Course: U.S. History to 1877 (HIST 1301) · Silver Oak University (fictional sample) · Prof. Hartwell
Objective: Objective 4 — analyze the Declaration's ideas and the Revolution's social limits · SLO A (historical thinking & source analysis: source, contextualize, closely read, corroborate)
Worth 50 points · Primary Source Workshops group = 15% of the grade · Workshop 5
Format: a guided analysis of one real document — you'll run the four moves on it, then catch the AI's mistakes when it interprets the source.

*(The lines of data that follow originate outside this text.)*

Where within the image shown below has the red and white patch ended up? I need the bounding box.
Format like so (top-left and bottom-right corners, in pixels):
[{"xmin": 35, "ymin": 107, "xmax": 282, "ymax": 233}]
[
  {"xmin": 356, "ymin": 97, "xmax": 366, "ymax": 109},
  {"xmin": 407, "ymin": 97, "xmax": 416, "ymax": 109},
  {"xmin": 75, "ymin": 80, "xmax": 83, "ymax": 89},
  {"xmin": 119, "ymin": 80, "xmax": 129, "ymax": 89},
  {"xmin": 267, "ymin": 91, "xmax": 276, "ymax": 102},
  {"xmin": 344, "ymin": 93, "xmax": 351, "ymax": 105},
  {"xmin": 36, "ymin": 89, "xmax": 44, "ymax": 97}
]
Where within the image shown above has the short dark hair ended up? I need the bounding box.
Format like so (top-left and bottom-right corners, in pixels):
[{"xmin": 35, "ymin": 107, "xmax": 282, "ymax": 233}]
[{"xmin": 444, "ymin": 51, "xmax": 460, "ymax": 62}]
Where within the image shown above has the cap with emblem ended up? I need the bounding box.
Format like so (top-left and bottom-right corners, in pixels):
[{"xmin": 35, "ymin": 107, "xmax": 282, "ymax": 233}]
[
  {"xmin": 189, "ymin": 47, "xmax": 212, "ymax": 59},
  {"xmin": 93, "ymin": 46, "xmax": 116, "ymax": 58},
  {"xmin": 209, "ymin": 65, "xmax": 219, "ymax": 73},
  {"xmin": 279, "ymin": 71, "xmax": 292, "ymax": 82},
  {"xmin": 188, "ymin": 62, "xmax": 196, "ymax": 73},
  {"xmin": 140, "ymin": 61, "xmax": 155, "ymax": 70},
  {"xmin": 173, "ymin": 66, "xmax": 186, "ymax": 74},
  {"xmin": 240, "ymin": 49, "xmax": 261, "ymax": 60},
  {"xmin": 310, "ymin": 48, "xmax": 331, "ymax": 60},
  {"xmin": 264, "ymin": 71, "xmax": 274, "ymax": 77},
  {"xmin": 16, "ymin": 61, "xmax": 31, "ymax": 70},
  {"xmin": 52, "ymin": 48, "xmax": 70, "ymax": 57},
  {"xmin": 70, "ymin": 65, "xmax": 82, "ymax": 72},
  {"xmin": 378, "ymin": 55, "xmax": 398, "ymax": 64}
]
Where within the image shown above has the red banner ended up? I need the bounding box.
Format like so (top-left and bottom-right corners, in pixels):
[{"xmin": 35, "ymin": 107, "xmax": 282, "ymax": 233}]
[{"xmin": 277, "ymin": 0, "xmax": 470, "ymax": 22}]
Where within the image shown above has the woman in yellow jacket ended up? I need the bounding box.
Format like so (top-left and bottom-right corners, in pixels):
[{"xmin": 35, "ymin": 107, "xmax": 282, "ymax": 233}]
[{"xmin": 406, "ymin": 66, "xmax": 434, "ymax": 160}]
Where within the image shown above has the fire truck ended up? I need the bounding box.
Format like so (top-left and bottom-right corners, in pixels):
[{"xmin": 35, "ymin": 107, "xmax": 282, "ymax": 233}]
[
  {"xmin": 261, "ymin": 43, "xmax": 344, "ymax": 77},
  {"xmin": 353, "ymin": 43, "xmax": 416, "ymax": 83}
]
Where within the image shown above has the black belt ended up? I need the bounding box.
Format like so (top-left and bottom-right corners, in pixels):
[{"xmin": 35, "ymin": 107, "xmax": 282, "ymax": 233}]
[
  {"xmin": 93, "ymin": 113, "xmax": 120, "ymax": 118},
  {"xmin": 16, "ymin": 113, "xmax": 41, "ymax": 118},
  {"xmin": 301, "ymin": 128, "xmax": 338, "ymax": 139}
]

This is the course's signature weekly component. Every instructional week has one Primary Source Workshop. This week's source is one of the most important documents in American history — and one of the most commonly misread. All sources are links to external archives — nothing to buy or download.
Part 1 — The Big Picture
This week you studied the Declaration of Independence, the war it accompanied, and the gap between its ideals and the Revolution's social limits. Now you'll run all four source-analysis moves on the document itself — the one everyone quotes and too few actually read carefully.
The guiding question:
"What does the Declaration of Independence's second paragraph actually claim — and how large is the gap between those claims and the experience of the enslaved, women, and Native nations in 1776?"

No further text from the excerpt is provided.